Двадцатые годы – это всеобщие поиски нового, причем всеобъемлющего, понимания предмета психологии, это многочисленные попытки создания предназначенной разрешить все проблемы «новой психологии» (особенно показательны в этом плане работы 1920-х гг. П. П. Блонского, К. Н. Корнилова, Л. С. Выготского и других новаторов). В этом плане показательны гипертрофированные формы и механизмы развития рефлексологии, педологии и психотехники, а также первый (1923) и второй (1924) всероссийские съезды по психоневрологии и Всесоюзный съезд по изучению поведения человека (1930), которые, как это видно по их названиям, не были чисто психологическими.

Каждая из общих и прикладных, традиционных и новаторских теорий и концепций в советской психологии 1920-х гг. стремилась к синтезу, возвышению и господству, многое заимствуя в смежных областях, у своих предшественников, союзников и оппонентов; каждая из этих теорий претендовала на статус особой науки, «сверх-науки» и зачастую стремилась не столько установить партнерские отношения с соседними областями, сколько целиком поглотить соседей. В области теории и на категориальном уровне это порождало самые различные, порой странные и удивительные сочетания и варианты (многие из которых, как потом выяснилось, были с самого начала чисто умозрительными и оттого нежизнеспособными): «теория новой биологии» Э. С. Енчмена (то ли вульгарно-материалистическая, то ли субъективно-идеалистическая, но неизменно говорящая на языке большевистских лозунгов), рефлексологически и марксистски фундированный психоанализ (А. Б. Залкинд, А. Р. Лурия и др.), советский бихевиоризм («учение о поведении» В. П. Протопопова, «психология с точки зрения материалиста» В. М. Боровского), вооруженные диалектико-материалистическими принципами рефлексология и реактология, педология как марксистская наука о поведении ребенка и т. д.

Однако столь сложная картина не освобождает от необходимости вычленения в этом невероятном разнообразии определенного относительно устойчивого, инвариантного ядра, находящего непосредственное выражение в одной, базисной категории. Анализ показывает, что такой «сверх-категорией» в советской психологии стало специфическим образом трактуемое поведение.

Поведение как центральная категория в советской психологии 1920-х гг. Центральной категорией в советской психологии 1920-х гг. стала категория поведения. Но это было не «поведение» бихевиористов и рефлексологов. В старые меха вливалось новое вино. Фактически это была синтетическая категория, вмещающая в себя предшествующие категории (сознание, психика, реакции, рефлексы, действия и т. д.). Поэтому наиболее адекватным, пожалуй, будет определение советской психологии 1920-х гг. как «марксистской науки о поведении». Категория «поведение» при этом трактовалась по-разному, но неизменно материалистически (идя от физиологии, реакций и рефлексов) и диалектически (через утверждение единства объективного и субъективного начал).

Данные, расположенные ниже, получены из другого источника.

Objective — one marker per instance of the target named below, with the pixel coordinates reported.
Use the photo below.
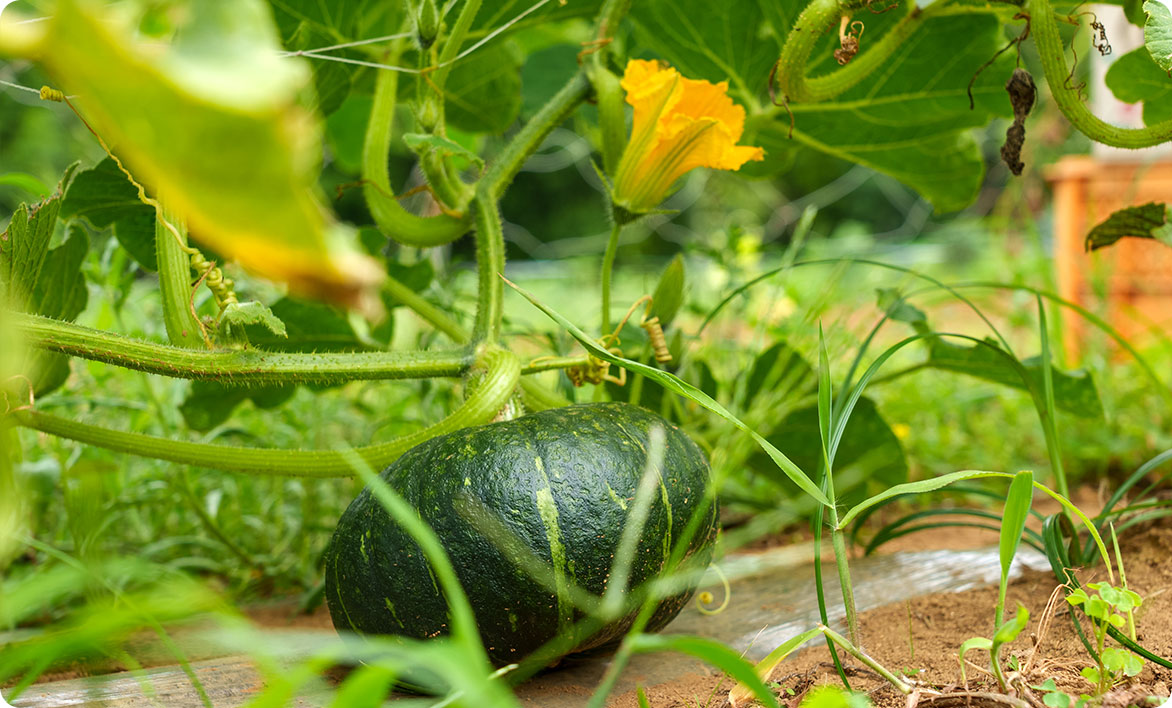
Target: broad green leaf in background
(495, 14)
(1158, 33)
(26, 182)
(910, 120)
(708, 40)
(60, 294)
(24, 246)
(778, 369)
(1135, 77)
(336, 21)
(104, 197)
(36, 279)
(420, 142)
(211, 121)
(1074, 392)
(1147, 220)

Так, в 1921 г. в «Очерке научной психологии» П. П. Блонский выдвигал тезис о том, что «научная психология изучает поведение живых существ как обусловленно изменяющееся поведение, и прежде всего как функцию времени». В статье «Психология как наука о поведении» (1925) П. П. Блонский отвергал понимание психологии как науки о душе, сознании, о душевных способностях, душевных явлениях и настаивал на трактовке психологии как науки о поведении (человека и животных). Но при этом Блонский резко выступал против отождествления так понимаемой психологии с рефлексологией или американским бихевиоризмом. К. Н. Корнилов в речи на заключительном заседании II Всероссийского психоневрологического съезда 9 января 1924 г. подчеркивал: «Марксистская психология уже по самому тому, что она исходит из учения Маркса, ставит своей задачей изучение поведения людей для того, чтобы не только теоретически объяснить это поведение, но чтобы и практически овладеть им». Определяя в «Учебнике психологии» (1926) свою точку зрения как монистическую, К. Н. Корнилов пояснял: «С этой точки зрения психология рассматривается как наука о поведении человека, причем под поведением разумеется совокупность всех реакций человека на раздражения окружающей среды. Эта совокупность реакций охватывает как нечто единое и цельное все жизненные проявления организма. Психические состояния не составляют никакого исключения из этого и не могут рассматриваться как нечто обособленное от материальных явлений, с которыми они составляют единое целое и вне которых не существуют» (с. 7). В 1929 г. в статье, написанной К. Н. Корниловым и Ю. В. Франкфуртом, столь же однозначно утверждается: «Мы считаем, что основным моментом в изучении объекта психологии является поведение, обусловливаемое в основном и главном общественным, социально-классовым бытием, т. е. социальные действия. Мы утверждаем, что это поведение, обусловленное социально-классовым бытием, определяет функционирование мозга, т. е. и субъективные его свойства и его физиологию» (с. 186). В. Я. Струминский, не соглашаясь в полемике с К. Н. Корниловым по многим позициям, критериям, формулировкам и вопросам, тем не менее признавал само собой разумеющимся тезис о том, что «действительный объект психологии – поведение живого существа». Аналогично в написанном Л. С. Выготским совместно с Б. Е. Варшавой «Психологическом словаре» (1931) словарная статья «Психология» начинается со слов: «Психология – наука о поведении животных и человека» (с. 144).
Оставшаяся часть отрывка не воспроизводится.